This question is very similar to rolling-hash, but there are some specifics regarding overflow/negative result which are still not clear to me.
I have as well checked out this Rabin-Karp implementation and have issues with the line bellow:
txtHash = (txtHash + Q - RM*txt.charAt(i-M) % Q) % Q;
I understand that the following expression might give negative result:
txtHash - RM*txt.charAt(i-M)
First question:
- if we always add Q, a large prime, can this result with negative number due to overflow ?
- If not, why not ? If yes, shouldn't this addition be done only if result is negative ?
Second question:
If, for a moment, we didn't care about negative numbers, would it be correct to write expression bellow ?

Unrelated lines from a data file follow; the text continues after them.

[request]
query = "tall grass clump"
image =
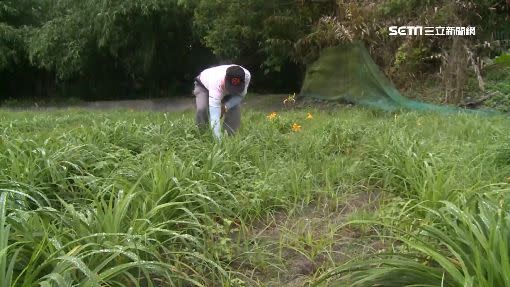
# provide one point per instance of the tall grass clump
(462, 244)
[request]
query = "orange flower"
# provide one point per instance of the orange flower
(290, 99)
(296, 127)
(272, 116)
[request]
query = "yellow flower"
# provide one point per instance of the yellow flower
(296, 127)
(272, 116)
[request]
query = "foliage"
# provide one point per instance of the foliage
(125, 197)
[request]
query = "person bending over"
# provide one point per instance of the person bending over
(219, 92)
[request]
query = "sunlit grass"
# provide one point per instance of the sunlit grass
(134, 198)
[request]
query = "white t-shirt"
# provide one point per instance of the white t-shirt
(213, 79)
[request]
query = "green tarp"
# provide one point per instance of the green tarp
(348, 73)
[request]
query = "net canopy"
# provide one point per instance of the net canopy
(348, 73)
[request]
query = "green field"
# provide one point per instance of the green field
(354, 198)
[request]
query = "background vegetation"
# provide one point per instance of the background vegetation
(130, 49)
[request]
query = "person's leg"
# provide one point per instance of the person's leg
(232, 120)
(202, 106)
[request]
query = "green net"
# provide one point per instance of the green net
(348, 73)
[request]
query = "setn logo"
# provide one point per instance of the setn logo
(406, 31)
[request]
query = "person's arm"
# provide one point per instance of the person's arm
(215, 111)
(247, 83)
(233, 101)
(237, 99)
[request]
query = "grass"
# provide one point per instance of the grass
(143, 199)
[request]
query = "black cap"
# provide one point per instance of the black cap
(234, 80)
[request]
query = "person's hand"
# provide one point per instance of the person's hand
(223, 110)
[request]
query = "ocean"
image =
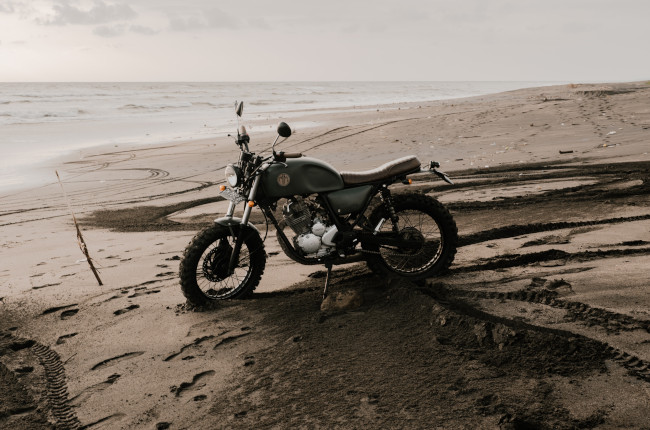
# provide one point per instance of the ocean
(40, 121)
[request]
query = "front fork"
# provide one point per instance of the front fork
(239, 241)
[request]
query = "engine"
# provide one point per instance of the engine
(310, 223)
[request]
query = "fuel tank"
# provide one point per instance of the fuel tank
(300, 176)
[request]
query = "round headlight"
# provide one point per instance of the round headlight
(232, 175)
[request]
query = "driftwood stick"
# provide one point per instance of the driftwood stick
(80, 238)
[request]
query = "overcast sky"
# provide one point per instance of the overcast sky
(283, 40)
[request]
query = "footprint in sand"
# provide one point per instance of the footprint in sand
(114, 360)
(57, 308)
(194, 385)
(38, 287)
(61, 340)
(125, 310)
(69, 313)
(86, 393)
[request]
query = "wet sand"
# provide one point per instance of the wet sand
(542, 322)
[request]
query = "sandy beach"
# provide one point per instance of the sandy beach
(543, 320)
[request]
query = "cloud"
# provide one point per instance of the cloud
(210, 18)
(7, 7)
(141, 29)
(109, 31)
(100, 13)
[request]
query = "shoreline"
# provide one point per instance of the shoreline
(76, 133)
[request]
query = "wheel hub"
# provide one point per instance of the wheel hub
(215, 264)
(411, 234)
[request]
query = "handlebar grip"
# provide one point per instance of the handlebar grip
(291, 154)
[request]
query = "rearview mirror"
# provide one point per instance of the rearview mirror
(284, 130)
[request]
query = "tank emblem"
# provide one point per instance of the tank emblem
(283, 179)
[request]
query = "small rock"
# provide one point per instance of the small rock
(343, 300)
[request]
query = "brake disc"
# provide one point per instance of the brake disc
(215, 264)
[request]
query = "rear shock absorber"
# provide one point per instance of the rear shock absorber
(388, 202)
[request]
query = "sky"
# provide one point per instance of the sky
(333, 40)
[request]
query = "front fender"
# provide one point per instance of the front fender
(232, 222)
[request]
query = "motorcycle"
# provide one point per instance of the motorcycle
(322, 221)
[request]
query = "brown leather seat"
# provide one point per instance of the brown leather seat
(389, 170)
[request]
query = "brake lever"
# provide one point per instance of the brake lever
(443, 176)
(432, 168)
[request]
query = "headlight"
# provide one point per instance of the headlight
(233, 175)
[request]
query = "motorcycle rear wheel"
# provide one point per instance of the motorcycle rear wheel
(204, 273)
(420, 218)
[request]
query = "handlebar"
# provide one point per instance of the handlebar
(291, 154)
(282, 156)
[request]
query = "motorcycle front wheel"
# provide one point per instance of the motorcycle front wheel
(204, 274)
(420, 218)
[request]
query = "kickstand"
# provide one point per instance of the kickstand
(327, 279)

txtHash = (txtHash - RM*txt.charAt(i-M)) % Q;
Third question, this part confuses me most:
Lets assume that the overflow cannot happen when we add Q. Why is there left-most % Q operation over the leading digit ?
txtHash = (txtHash + Q - RM*txt.charAt(i-M) % Q ) % Q;
I have read the answer i have linked and according to the answer by Aneesh, and if i understood correctly expressions bellow should be similar:
hash = hash - ((5 % p)*(10^2 %p) %p)
txtHash = (txtHash + Q - RM*txt.charAt(i-M) % Q) % Q;
But i don't see why they are similar because in example with hash, % p is not calculated for previous hash value, however for txtHash we calculate % Q over the previous hash as well.